The pandemic also will delay two cases about whether churches can make employment decisions based on their religious beliefs without the government second-guessing them. And Christian floral designer Barronelle Stutzman is waiting to hear whether the justices will hear her case for the second time.
Though the court is not holding oral arguments for the time being, it could issue opinions online in cases it has already heard. Three such cases deal with whether federal workplace laws against sex-based discrimination also cover sexual orientation and gender identity. Rulings in Altitude Express Inc. v. Zarda consolidated with Bostock v. Clayton County along with Harris Funeral Homes v. EEOC could affect the conscience rights of many Christian business owners.
The Supreme Court also might release its decision about whether the state of Montana discriminated against parents who wanted to send their children to religious schools using a state tax credit scholarship. The justices heard the case in January.
A pandemic knows no deadlines, so the court could continue to postpone decisions or rule without argument. But most court observers say the justices likely won’t rule on the weighty matters at issue in these cases until they can reconvene. —S.W.

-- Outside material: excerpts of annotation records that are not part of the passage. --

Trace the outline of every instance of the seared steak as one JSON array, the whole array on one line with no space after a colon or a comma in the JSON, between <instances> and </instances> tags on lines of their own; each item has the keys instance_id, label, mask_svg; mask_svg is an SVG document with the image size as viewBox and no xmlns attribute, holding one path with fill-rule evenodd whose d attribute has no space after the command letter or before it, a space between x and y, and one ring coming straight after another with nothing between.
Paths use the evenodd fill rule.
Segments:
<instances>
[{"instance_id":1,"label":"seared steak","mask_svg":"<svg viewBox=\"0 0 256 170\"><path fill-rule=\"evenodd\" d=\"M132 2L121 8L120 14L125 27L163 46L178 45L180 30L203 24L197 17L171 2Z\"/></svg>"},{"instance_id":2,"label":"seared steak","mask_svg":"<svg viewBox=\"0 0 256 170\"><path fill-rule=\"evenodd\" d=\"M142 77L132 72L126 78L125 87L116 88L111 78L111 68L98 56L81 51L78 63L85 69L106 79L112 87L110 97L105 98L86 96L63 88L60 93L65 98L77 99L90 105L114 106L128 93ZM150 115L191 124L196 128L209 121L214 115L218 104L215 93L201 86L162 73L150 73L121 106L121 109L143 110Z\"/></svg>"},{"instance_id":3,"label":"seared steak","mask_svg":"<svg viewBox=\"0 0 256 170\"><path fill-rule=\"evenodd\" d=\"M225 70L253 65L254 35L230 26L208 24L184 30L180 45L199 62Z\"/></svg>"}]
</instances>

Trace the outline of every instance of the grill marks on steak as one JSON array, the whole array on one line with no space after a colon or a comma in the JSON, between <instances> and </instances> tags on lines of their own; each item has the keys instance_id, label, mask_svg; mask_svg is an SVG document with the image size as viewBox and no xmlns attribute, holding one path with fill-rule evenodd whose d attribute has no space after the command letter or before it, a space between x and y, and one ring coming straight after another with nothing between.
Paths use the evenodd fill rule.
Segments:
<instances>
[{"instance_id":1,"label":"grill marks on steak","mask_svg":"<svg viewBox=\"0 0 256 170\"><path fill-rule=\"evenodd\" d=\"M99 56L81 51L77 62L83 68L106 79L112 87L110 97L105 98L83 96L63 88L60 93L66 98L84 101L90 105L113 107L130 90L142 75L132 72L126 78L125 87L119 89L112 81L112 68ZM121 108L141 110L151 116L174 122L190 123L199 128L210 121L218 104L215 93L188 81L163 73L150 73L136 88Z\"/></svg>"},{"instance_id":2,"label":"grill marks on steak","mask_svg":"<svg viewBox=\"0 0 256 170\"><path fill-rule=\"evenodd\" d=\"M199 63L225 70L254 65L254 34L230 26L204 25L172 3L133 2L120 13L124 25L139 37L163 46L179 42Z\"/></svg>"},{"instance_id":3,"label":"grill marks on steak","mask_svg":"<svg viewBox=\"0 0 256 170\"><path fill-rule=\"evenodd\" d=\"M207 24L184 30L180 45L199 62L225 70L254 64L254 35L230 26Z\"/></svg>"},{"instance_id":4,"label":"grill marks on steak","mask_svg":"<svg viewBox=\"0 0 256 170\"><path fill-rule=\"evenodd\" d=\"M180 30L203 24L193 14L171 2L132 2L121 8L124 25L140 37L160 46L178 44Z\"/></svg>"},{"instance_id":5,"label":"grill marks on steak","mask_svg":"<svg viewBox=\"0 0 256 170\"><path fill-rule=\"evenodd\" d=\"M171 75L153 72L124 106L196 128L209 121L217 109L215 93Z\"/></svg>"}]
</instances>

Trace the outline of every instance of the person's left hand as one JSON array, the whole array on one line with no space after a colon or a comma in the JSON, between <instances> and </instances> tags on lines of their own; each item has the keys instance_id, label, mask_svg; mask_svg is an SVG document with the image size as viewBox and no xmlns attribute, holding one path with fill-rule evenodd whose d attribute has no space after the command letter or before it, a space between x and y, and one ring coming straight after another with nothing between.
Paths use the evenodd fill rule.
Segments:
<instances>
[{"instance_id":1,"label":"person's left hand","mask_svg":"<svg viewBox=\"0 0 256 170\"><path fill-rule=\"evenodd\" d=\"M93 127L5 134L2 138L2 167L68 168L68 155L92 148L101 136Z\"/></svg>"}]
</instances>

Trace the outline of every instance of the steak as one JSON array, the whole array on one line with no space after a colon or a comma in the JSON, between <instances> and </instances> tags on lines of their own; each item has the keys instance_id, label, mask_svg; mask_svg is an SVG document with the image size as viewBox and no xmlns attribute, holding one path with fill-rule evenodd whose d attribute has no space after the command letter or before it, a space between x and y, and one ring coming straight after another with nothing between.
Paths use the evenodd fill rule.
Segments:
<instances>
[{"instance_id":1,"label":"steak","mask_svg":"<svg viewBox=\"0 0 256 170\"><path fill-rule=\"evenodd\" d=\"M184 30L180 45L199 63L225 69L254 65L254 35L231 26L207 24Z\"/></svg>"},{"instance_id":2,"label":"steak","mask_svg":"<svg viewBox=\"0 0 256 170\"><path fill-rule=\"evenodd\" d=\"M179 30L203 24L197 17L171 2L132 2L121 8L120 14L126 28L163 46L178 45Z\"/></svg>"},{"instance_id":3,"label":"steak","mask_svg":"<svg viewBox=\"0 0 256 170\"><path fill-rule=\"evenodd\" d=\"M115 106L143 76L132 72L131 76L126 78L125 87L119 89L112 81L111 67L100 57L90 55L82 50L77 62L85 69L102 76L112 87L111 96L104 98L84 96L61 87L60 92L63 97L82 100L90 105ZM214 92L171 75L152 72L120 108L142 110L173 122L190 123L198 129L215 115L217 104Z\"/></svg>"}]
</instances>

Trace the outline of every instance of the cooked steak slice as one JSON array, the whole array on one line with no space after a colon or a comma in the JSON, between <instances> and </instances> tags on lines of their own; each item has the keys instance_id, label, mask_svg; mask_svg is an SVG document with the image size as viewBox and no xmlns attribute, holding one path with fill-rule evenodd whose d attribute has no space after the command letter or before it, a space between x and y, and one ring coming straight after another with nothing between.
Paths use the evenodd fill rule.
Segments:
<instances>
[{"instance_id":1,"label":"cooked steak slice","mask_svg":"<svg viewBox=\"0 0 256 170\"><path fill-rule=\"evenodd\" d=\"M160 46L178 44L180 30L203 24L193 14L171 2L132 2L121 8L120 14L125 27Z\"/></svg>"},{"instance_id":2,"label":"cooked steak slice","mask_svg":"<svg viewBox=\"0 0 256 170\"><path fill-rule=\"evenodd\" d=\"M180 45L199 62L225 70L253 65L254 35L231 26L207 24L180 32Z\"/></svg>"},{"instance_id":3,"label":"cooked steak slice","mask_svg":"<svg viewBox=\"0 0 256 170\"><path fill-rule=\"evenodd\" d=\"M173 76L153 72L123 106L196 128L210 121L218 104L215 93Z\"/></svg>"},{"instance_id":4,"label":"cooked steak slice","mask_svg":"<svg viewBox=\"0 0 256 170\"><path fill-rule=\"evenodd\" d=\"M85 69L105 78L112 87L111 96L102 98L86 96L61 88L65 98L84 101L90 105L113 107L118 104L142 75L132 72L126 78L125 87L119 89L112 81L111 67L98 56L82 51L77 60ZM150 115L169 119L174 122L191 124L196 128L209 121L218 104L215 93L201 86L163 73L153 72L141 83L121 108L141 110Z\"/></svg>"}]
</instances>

The pro-life organization Abolish Abortion Oregon and some of its members filed twin lawsuits against Grants Pass, Ore., officials they say tried to silence them.
One lawsuit, filed in federal court on Wednesday, contends that the city used a vaguely worded noise ordinance to prevent the group from amplifying its preaching outside a local Planned Parenthood abortion center and at city events. A second lawsuit claims city officials shunted the group to a remote area at the Josephine County Fair and blocked members from using amplification or displaying signs, virtually ensuring no one would see or hear their message.
Grants Pass officials have continued harassing the group, Pacific Justice Institute attorney Ray Hacke said: “The law gives the police far too much discretion to determine whether there is a violation.” —S.W.
Pro-life sidewalk counselors in Pittsburgh are asking the Supreme Court to weigh in on a city ordinance that creates a buffer zone around abortion businesses. The 3rd U.S. Circuit Court of Appeals handed the counselors a win last year by interpreting the ordinance so it did not apply to them. That’s not enough, said Alliance Defending Freedom attorney John Bursch: “The city can still prosecute pro-life sidewalk counselors and censor pro-life advocates even after the 3rd Circuit’s ruling, and until the Supreme Court weighs in, the threat remains.” —S.W.